Like many other parts of society, the business school process has been completely upended with the spread of coronavirus. Schools are struggling to make contingency plans, admitted students are questioning whether they should defer or even attend school at all, and prospective students are contemplating if they should be leaving their job in such an uncertain time. In future blogs, we’ll explore what business school under quarantine might look like, how to enter a job market during a recession and other coronavirus adjacent topics, but in the meantime, it’s always helpful in a crisis to go back to some core principles about business school and see how they hold up. If you are already applying to business school, hopefully you’ve established these already; if you haven’t, it is a good time to better understand some of the fundamental reasons why you might want to go to school.

Reason #1: Business school will help me build my network
Regardless of the coronavirus pandemic, your network will expand as a result of business school. Even in a virtual setting, you will be surrounded and working closely with dozens of peers with similar interests and aspirations. Naturally, you’ll connect with some and grow your network. In a distance learning environment – which might be a possibility for at least some of your b-school career – the ways in which and extent to which those networks form may be different. But rest assured that schools have a vested interest in working hard to develop innovative techniques to help students form those bonds, and often it’s the process of going through a challenging experience with others that forms the tightest and most lasting connections.

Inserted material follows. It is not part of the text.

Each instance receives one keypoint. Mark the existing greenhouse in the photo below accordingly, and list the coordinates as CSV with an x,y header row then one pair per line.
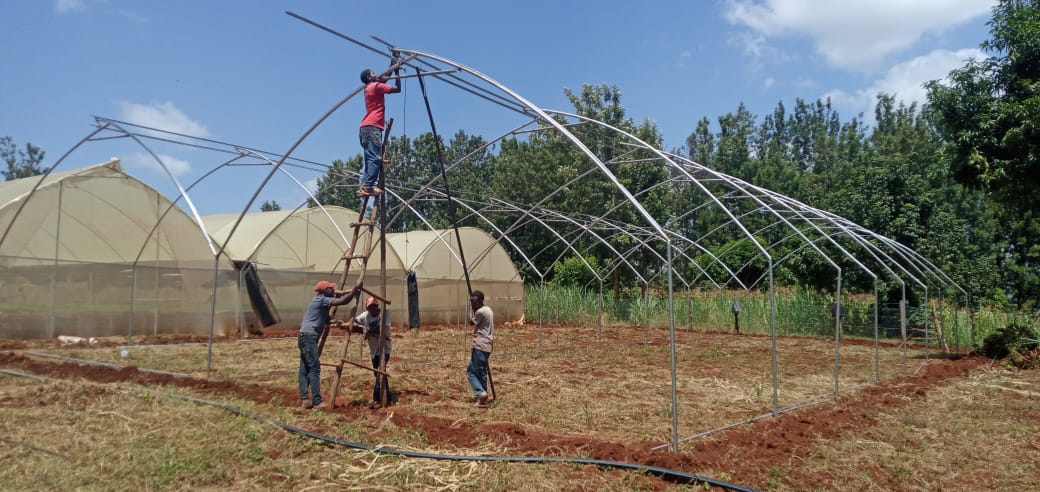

Reason #2: Business school will give me a stronger business education
Remote learning is nothing new. Many strong schools already provide online classes – or even entirely virtual curriculums – and the education is similar to what you would gain in a traditional classroom environment. The important thing to know is that schools have already gone through this transition and they are ready, so your knowledge shouldn’t suffer.

Reason #3: Business school will help me further my career
This principle is where your mileage may vary, dependent upon where you are in your career and what the economy does while you’re in school. The COVID recession has thrown some uncertainty into the job market with record job losses thus far in 2020. However, for one, if you’re reading this right now you’re not graduating in 2020 so you’re looking at an uncertain job market upon graduation, but not necessarily a down market. And secondly, we fully expect schools to put extra investment into career services programs to aid the classes of 2020 and 2021. In past recessions, schools have done proactive work with alums to help current students find opportunities. And note that the time horizon may do you some favors; while the summer of 2020 is absolutely a tight job market and growth might be hard to come by in the near-term, someone planning to graduate with an MBA in 2022 or 2023 may be coming out into a period of economic growth. As any financial planner would tell you, of course, don’t try to time the market. But if you don’t love your career prospects at the moment, business school is a great place to spend two years upgrading your skill set while the labor market gets sorted out.

While the coronavirus pandemic is making us rethink a lot, it is important to not let panic set in and try to remember why (or why not) you are applying or attending business school. If you continue to reanalyze those factors as the environment changes, you’ll be prepared to make a good decision.